La langue de ce premier roman est un mélange de très beau français littéraire et de créole, d'une fluidité incroyable, comme une merveilleuse et suffisante réponse à la question du métissage. Estelle-Sarah Bulle fait partie de ces romanciers qui écrivent dans un français d'ailleurs, comme Gauz, Alain MabanckouMeryem Alaoui, ou Adeline Dieudonné. Une particularité de cette rentrée qui fait souffler sur la langue française un air frais et vivifiant.

Les éditeurs ont cette année fait le pari des premiers romans (94 sur les 186 romans français publiés dans cette rentrée).
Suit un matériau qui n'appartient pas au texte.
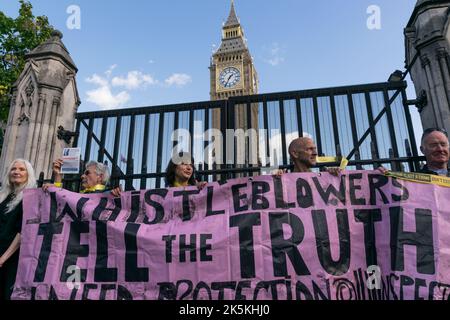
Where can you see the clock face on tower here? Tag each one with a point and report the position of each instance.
(229, 77)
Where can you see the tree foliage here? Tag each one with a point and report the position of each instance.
(17, 38)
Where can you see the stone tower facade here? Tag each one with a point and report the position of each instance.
(233, 73)
(232, 70)
(427, 41)
(45, 97)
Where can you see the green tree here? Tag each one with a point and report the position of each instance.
(17, 38)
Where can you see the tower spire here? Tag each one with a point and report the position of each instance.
(232, 17)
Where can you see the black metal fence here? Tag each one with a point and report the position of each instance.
(371, 124)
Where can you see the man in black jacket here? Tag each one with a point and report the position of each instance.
(435, 147)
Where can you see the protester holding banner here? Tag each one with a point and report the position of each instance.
(303, 152)
(180, 171)
(19, 176)
(93, 180)
(435, 147)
Un pari audacieux mais déjà récompensé : Estelle-Sarah Bulle a déjà été couronnée par le Prix Stanislas du premier roman , et elle figure dans la dernière liste du Prix Roman Fnac, constituée cette année exclusivement de quatre premiers romans.
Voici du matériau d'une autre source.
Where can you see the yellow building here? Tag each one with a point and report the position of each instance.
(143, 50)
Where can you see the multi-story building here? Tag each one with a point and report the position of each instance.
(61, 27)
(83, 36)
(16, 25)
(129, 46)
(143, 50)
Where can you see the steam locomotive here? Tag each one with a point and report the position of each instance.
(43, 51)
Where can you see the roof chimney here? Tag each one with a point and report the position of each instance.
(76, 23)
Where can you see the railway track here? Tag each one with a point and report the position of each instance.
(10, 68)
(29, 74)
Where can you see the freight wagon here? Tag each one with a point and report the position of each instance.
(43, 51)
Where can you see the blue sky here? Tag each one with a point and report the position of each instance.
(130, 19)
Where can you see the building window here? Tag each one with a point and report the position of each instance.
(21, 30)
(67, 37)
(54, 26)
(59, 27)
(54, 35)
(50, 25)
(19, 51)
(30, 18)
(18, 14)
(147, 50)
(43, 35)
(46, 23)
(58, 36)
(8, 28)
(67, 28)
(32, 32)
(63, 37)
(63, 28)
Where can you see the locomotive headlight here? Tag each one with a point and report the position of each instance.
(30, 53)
Couverture de "Là où les chien aboient par la queue", Estelle-Sarah Bulle
"Là où les chiens aboient par la queue", Estelle-Sarah Bulle
(Liana Levi – 260 pages – 19 euros)

Extrait :

L'autre chose qui rendait maman bizarre pour les culs-terreux de Morne-Galant fut son arrivée des Grands Fonds, comme ça, sur le cheval d'Hilaire qui se tenait raide sous son chapeau sombre, une blessure sanguinolente sur la tempe, la bride serrée dans ses grosses mains. Cette beauté blanche assise derrière l'un des Nègres les plus noirs de la contrée et des plus "brigands", comme on dit chez nous, ça faisait comme une insulte pour les deux mondes. Je t'ai dit qu'on habitait la partie la plus désolée de Morne-Galant, qui ne comptait pas plus d'une rue et dix maisons à l'époque. Isolés comme on l'était, nous faisions tout de même partie du bourg ; nous en formions une part. N'importe quel visiteur pouvait s'arrêter devant notre case en revenant de Port James ou pour négocier une journée de travail dans les champs de canne. Mais après nous, en s'enfonçant au mitan des grands bois, on trouvait un chemin de terre qui virait à gauche, à droite, jusqu'à se faufiler sous les épaules vertes des mornes. Là, tu atteignais un autre monde. La route n'était pas difficile à suivre pour y pénétrer. Peut-être huit ou dix kilomètres de lacets serrés entre deux falaises recouvertes de racines de plus en plus massives, de fougères dégoulinantes de pluie et de vapeur. Et plus tu t'enfonçais dans cette terre, plus la peau de ses habitants s'éclaircissait. Au plus profond de ce mille feuilles en constante germination vivaient ceux que tout le monde appelait les Blancs-Matignons. des gens difficiles à approcher. On en avait peur. C'est de là que maman venait."